Former World Bank chief economist and Nobel laureate, Professor Joseph Stiglitz, writes that “[p]oorly designed intellectual property regimes can reduce access to technology and medicine, lead to a less efficient economy, and may even slow the pace of innovation.” IP is supposed to protect designers, inventors and authors against piracy. So, when an individual or company develops a drug or the component of a drug, IP will protect a foreign country from “pirating” that drug. Stiglitz argues that IP restricts knowledge and considers the restriction of knowledge to be a market inefficiency.

One study estimates a 5-17% decline in the generation of public knowledge in the genetics sector as a result of IP protection. Second, IP can result in monopolisation and thus distortion and inequality. Monopoly prices result in lower product utilisation among consumers, especially poorer consumers who do not have health insurance. Third are the blurred boundaries of what is and isn’t legally patentable, as in the Chakrabarty case noted above. One way to avoid these distortions would be to introduce a set licensing fee, which the US will not consider.

At the time of writing, there are no IP leaks from the big, proposed “free trade” deals of the kind that the Tories and Brexit Party are hoping to sign. Consider, then, Chapter 18 Intellectual Property of the existing Trans-Pacific Partnership, which Britain might sign, post-Brexit. Article 18.4(c), commits signatories to “foster[ing] competition and open and efficient markets.” Another states that while each party has the national right to determine what is an “emergency,” under which leasing rights can be waivered, it emphasises “public health crises,” indicating that anything less than a pandemic does not justify a government’s use of a patented product without licensing authorisation.

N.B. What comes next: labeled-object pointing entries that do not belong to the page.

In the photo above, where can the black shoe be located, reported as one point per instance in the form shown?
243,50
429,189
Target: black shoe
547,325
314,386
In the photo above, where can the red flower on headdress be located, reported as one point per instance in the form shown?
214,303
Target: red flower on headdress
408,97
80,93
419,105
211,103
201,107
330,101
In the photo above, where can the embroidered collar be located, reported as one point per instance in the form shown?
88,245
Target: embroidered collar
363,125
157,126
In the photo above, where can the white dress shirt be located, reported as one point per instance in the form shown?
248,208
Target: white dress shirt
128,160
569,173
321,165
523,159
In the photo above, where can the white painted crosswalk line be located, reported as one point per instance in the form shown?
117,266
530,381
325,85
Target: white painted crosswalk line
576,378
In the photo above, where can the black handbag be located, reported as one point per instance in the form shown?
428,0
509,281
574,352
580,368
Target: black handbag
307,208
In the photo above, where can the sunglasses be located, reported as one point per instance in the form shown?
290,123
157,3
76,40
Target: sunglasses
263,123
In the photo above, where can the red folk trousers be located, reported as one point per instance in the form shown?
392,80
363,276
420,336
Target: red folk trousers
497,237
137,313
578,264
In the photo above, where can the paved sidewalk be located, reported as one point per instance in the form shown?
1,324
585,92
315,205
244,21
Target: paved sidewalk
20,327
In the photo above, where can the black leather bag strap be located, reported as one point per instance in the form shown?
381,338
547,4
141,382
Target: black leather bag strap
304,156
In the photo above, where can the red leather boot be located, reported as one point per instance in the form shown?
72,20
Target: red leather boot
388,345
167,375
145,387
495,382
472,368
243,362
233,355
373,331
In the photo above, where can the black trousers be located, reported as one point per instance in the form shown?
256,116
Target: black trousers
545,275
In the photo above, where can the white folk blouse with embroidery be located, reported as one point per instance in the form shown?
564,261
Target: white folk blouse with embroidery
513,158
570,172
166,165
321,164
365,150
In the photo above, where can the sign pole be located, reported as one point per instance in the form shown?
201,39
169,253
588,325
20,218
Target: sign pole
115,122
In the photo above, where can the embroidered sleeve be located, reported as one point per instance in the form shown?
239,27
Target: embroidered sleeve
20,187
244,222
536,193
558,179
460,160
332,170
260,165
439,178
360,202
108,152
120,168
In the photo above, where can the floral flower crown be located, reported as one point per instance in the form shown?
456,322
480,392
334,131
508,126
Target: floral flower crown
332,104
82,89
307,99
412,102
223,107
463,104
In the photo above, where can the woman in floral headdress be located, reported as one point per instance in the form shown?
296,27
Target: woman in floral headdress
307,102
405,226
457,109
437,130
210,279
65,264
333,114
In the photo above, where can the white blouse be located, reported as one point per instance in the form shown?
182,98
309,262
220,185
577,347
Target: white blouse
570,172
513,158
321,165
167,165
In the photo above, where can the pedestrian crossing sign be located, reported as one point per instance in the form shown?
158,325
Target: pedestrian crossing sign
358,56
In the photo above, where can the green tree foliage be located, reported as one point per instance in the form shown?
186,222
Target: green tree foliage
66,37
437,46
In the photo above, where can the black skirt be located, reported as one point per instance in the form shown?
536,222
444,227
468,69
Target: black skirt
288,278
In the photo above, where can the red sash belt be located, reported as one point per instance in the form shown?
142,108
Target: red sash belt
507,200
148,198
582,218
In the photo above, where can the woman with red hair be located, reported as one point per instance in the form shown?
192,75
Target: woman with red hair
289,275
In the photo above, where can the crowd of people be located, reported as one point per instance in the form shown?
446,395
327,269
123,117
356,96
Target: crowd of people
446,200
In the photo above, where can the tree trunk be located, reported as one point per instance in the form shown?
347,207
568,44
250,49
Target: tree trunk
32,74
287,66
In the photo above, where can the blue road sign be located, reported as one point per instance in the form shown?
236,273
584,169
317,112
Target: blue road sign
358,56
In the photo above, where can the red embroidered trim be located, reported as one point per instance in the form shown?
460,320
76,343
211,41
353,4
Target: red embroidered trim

Another (article 18.13(g)) commits members to providing “technical assistance for developing countries.” Poor countries are thus likely to continue depending on the innovations of richer countries and being “assisted” in their developments of improved agriculture or genetics without actually being liberated. If the Philippines, for instance, allows a US drug company to open a lab under US-led foreign direct investment rules, the results could be patented and protected in the US. The drug could then be sold to the third world under an expensive IP licensing agreement, with US companies benefitting from less expensive Philippine labour and weaker health and safety regulations.

With US insurers, tech giants, and big pharma already eyeing up Britain’s precious National Health Service, it is imperative that if Britain leaves the EU, we do so in a way that safeguards against signing a deal that allows for these kind of practises. It is also imperative that working people see through the jingoism pedalled by the likes of Farage and realise that he and his colleagues are merely an extreme version of an already-entrenched elite, and not the working-class heroes they claim to be.

Dr. T.J. Coles is a postdoctoral researcher at Plymouth University’s Cognition Institute and the author of several books, including Human Wrongs (iff Books) and Privatized Planet (New Internationalist).